The Knowledge Vault was announced at the end of last month as the new potential replacement from the Knowledge Graph. The Knowledge Graph has been part of Google search results since May 2012 and since then it has garnered quite a lot of unwanted attention. Prone to mistakes initially, a month after launch it was already accused of displaying an error 20% of the time. Over the last two years the Knowledge Graph seems to have improved but problems persist with inaccurate information.
What is Google’s Knowledge Graph
The Knowledge Graph is the information box on the right hand side of the search results. A search for a person or film, for example, will trigger the Knowledge Graph. To find out a little more about the Knowledge Graph take a look at our more detailed explanation here.
For example, a search for “Richard Branson” will show this:
You can see that the source of the information is from Wikipedia and if you follow the link you will visit the page the text is copied from. This is how the Knowledge Graph works. It uses a mixture of information from databases like Freebase and information from across the web.
Why do we need the Knowledge Vault?
In a few words: Google doesn’t trust the Knowledge Graph anymore.
Google’s Knowledge Graph seems to have improved over time but still often reports inconsistencies and errors. The main issue seems to be the dragging in of inappropriate information from external websites. The inappropriate information usually falls into two categories; incorrect and (genuinely) inappropriate.

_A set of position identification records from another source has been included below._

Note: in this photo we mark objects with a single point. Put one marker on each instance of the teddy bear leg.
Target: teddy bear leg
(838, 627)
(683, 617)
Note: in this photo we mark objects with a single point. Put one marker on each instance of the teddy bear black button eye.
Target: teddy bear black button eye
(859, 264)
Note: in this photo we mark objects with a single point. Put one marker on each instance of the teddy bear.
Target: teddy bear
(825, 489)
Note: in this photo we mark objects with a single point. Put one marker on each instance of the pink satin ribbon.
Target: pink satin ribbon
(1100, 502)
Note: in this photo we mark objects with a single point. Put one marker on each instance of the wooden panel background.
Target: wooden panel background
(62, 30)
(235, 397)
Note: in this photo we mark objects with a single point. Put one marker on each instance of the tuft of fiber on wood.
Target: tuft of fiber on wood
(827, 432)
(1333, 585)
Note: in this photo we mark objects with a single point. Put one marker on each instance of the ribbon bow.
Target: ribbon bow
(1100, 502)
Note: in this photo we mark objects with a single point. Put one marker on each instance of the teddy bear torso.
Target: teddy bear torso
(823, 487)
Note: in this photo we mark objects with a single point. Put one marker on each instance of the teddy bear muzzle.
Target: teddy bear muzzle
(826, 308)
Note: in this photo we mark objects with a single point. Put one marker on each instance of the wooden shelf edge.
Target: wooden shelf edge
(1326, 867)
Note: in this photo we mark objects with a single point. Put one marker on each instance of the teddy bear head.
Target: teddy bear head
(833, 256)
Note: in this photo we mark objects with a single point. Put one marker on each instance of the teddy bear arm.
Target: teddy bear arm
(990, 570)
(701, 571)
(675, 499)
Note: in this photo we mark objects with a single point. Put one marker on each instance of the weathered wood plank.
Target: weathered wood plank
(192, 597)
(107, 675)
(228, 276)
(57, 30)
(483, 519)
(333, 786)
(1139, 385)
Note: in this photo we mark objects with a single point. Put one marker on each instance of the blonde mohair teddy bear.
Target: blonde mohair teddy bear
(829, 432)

Examples of incorrect Knowledge Graph displays include:
- Paris Jackson (Michael Jackson’s daughter) featuring information from Paris Jackson the Canadian football player, see here.
- Brandy the Singer confused with brandy the drink, see here.
- Even Google’s Head of Webspam is reported to have attending the University of North Carolina School of Law, which is untrue. Again, read more about this in this article.
Examples of (genuinely) inappropriate information includes:
- Photos involving nudity appearing in the Knowledge graph.
- Questionable sources leading to swearing and offensive descriptions, including Greggs’ offensive spoof-logo appearing as their official logo in the knowledge graph. Read more about this and how they handled it here.
These bad results are quite regularly found and shared across social media, so much so that it doesn’t really seem like a big deal when it does happen.
When it came to the iPhone 6 and Apple Watch, Google did not risk dragging in any information from Wikipedia or any other website. Instead they decided on writing the information manually and checking it over with Apple before putting it live. This may not seem like a noteworthy action but it speaks volumes. A company that not only prides itself on automation but where automation is everything it stands for, does not trust its own automated process to find the correct and relevant information.
What is Google’s Knowledge Vault?
The Knowledge Vault is Google’s own database of facts. By crawling the web, combining and merging information and data, Google is building its own database of facts instead of relying on databases like Freebase or websites like Wikipedia and dragging in their information. The aim is to rely less on editors and publications, as these are not reliable enough, and to be able to build a database that is more likely to display correct and more verified information.
It is reported by Search Engine Land that Google has assembled 1.6 billion facts so far and that they are being scored by confidence in their accuracy.
How will this play out? We’re not sure yet. Google clearly wants to improve these results by working on automating the verification of facts by calculating a confidence score. This should help to avoid the embarrassing mistakes the Knowledge Graph has been (very publicly) making.